Branstad did not take a side quickly following the bill’s passage through the state legislature. He said he spoke with Utah Governor Gary Herbert and Alabama Governor Robert Bentley about similar laws passed in their states. Branstad is also wary of laws which don’t put adequate controls in place to prevent recreational drug users from using medical marijuana. He talked about those considerations at a town hall meeting held in Webster City on May 8. Hoffmann, who had seen the benefits of CBD, saw a chance to act at the meeting.
“When I found out he was basically coming to my backyard, it was like somebody saying it was time for me to step up and make my voice heard,” she said.
She walked into City Hall where the meeting was to take place that morning with a framed photo of Kyleigh. The photo was taken by a photographer as part of the Kid Captain program with the University of Iowa Children’s Hospital and the Iowa Hawkeyes. It’s a very special photo for Hoffmann.
“It catches the mischievous, the twinkle, the innocence and the naughty all in the same picture and I just needed him to see who he could help,” Hoffmann said. “I said to my dad, ‘I want Kyleigh’s face to be in his mind’s eye every time he hears the word cannabis. I want him to remember that he could help her just by signing his name.”
That’s what Hoffmann told Branstad at the town hall meeting as she held the photo on her lap. She tried to fight back tears as she asked the Governor to sign the bill. Branstad’s response shocked her.

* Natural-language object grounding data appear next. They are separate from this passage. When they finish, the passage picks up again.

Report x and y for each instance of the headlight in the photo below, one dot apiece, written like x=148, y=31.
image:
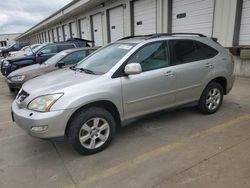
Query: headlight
x=44, y=103
x=17, y=78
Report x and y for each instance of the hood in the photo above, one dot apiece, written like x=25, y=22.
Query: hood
x=57, y=81
x=28, y=70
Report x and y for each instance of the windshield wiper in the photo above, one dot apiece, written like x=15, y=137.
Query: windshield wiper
x=83, y=70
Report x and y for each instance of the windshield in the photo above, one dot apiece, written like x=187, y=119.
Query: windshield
x=56, y=58
x=35, y=50
x=103, y=60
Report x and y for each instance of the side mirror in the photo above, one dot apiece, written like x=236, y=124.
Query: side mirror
x=133, y=68
x=60, y=64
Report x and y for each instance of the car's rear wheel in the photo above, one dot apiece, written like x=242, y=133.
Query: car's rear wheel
x=211, y=98
x=91, y=130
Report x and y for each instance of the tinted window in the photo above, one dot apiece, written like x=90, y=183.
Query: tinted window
x=152, y=56
x=185, y=51
x=206, y=51
x=65, y=46
x=51, y=49
x=74, y=57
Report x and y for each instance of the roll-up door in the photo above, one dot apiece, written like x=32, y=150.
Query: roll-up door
x=244, y=38
x=66, y=32
x=116, y=23
x=73, y=29
x=60, y=34
x=55, y=35
x=144, y=17
x=194, y=16
x=84, y=29
x=51, y=36
x=97, y=29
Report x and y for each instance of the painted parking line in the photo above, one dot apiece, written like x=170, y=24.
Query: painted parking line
x=156, y=152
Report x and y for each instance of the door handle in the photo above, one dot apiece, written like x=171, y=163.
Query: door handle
x=169, y=74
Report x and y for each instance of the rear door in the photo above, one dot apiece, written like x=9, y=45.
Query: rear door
x=154, y=88
x=193, y=65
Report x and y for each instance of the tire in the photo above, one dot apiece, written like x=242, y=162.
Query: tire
x=87, y=124
x=211, y=98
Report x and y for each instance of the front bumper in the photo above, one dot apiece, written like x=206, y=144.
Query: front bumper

“I always reserve judgment until we see it in its final form, but I think it’s very likely that we will (sign the bill) and I really hope that it does make a difference for your daughter and the other kids,” he said.
Hoffmann was among a few dozen community members who were the first to hear Branstad indicate support for the bill publicly. It was a surreal experience for her as she expected a neutral, political response.
“I remember leaving and saying to Cory, ‘Did you feel like he said he was going to sign it? Because I feel like he just said he was going to sign it,'” Hoffmann said. “I didn’t even trust myself.”
The road ahead
While Branstad said he is likely to sign the bill, he has yet to do so. If signed, the law would take effect on July 1. Then, with a neurologist’s recommendation, Kyleigh could start being treated with CBD.
The signing of the bill does not mean the end of Kyleigh and her family’s hardship. Hoffmann is highly doubtful that her insurance would cover the cost of the CBD. She would also have to travel by car to a state where she could obtain the medicine. Likely, that state would be New Mexico. Hoffmann said she wouldn’t be able to purchase CBD in Colorado as she’s not a resident. The trip would also require her to transport the substance through states where it’s not legal.
“It’s not like this is the easy road, and I don’t think people think about that. People who are against it don’t realize that someone who’s willing to do this has exhausted all the other options,” Hoffmann said.
But, in seeing what the medicine has done for others and seeing her daughter struggle for years with epilepsy, Hoffmann thinks it’s worth a shot.
“We could be normal again, potentially,” Hoffmann said.